Märkte / Makro

US-Bundesstaaten verklagen Trump

Der Präsident hat den Notstand ausgerufen, um Geld für den Mauerbau an der Grenze zu Mexiko zu mobilisieren. Das Vorgehen stösst auf Widerstand.

(Reuters) 16 US-Bundesstaaten haben Präsident Donald Trump wegen der Ausrufung des Notstands verklagt. «Heute (…) zitieren wir Präsident Trump vor Gericht, um den Missbrauch der präsidialen Vollmachten zu stoppen», erklärte der kalifornischen Generalstaatsanwalt Xavier Becerra am Montag. Gleichzeitig gingen in zahlreichen Städten Menschen auf die Strassen, um gegen die Notstands-Erklärung zu protestieren. Trump will sich mit der Massnahme am Kongress vorbei Zugriff auf öffentliche Gelder für den Bau einer Mauer an der Grenze zu Mexiko verschaffen.

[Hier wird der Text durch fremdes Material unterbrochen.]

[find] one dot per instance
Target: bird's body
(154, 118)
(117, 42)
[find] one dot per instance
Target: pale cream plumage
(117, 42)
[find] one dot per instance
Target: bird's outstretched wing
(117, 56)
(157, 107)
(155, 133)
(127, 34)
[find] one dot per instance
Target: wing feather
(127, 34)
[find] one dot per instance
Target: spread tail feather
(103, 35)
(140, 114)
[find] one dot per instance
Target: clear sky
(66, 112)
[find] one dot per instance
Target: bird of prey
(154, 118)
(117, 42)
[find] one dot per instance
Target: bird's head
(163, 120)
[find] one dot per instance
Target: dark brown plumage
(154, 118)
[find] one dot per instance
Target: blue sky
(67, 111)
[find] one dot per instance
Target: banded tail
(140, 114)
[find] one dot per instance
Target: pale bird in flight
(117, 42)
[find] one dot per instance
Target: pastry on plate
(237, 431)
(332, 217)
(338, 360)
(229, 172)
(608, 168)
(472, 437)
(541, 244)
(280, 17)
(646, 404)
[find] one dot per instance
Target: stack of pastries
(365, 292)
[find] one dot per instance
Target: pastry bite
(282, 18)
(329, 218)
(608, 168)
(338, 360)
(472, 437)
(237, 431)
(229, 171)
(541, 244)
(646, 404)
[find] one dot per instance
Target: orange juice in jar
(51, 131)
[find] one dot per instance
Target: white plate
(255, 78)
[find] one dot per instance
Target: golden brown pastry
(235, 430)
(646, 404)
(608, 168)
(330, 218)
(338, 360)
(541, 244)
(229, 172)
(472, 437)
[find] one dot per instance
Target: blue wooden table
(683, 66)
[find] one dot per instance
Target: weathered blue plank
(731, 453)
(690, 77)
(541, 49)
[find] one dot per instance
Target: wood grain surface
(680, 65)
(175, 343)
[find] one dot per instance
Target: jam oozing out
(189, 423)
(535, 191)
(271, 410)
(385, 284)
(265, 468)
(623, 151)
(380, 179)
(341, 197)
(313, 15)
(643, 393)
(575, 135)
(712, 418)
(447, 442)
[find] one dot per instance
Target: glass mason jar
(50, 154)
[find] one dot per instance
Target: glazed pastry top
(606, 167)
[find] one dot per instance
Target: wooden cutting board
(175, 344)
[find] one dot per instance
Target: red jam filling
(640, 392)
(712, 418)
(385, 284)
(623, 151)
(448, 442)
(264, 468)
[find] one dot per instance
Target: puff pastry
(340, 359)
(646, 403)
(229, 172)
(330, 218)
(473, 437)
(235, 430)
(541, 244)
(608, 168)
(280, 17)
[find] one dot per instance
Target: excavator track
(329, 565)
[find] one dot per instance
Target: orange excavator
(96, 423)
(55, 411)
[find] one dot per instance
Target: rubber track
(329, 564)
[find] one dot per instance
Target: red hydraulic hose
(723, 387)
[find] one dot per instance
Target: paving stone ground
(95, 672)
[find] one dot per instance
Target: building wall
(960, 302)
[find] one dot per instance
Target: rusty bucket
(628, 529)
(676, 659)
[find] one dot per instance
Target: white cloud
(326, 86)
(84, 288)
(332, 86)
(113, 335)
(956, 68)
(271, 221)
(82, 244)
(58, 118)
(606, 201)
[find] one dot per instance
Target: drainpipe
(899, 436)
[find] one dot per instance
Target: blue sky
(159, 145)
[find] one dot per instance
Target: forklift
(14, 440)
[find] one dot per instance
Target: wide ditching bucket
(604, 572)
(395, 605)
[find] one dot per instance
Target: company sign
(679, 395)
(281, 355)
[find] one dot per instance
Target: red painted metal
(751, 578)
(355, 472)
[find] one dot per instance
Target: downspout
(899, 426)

«Wir verklagen Präsident Trump, um ihn davon abzuhalten, einseitig das Geld der Steuerzahler zu rauben, das vom Kongress für die Menschen in unseren Staaten bereitgestellt wurde», sagte Becerra. «Für die meisten von uns ist das Amt des Präsidenten kein Platz für Schauspiel.» Der Generalstaatsanwalt zeigte sich zuversichtlich, den Prozess gewinnen zu können, da Trump selbst die Notwendigkeit des Notstandes infrage gestellt habe. Der Präsident hatte am Freitag erklärt, er brauche den Notstand nicht, um die Mauer bauen zu können. Er wolle damit aber das Verfahren beschleunigen. Zu den Klagen der Bundesstaaten äusserte sich das Präsidialamt zunächst nicht.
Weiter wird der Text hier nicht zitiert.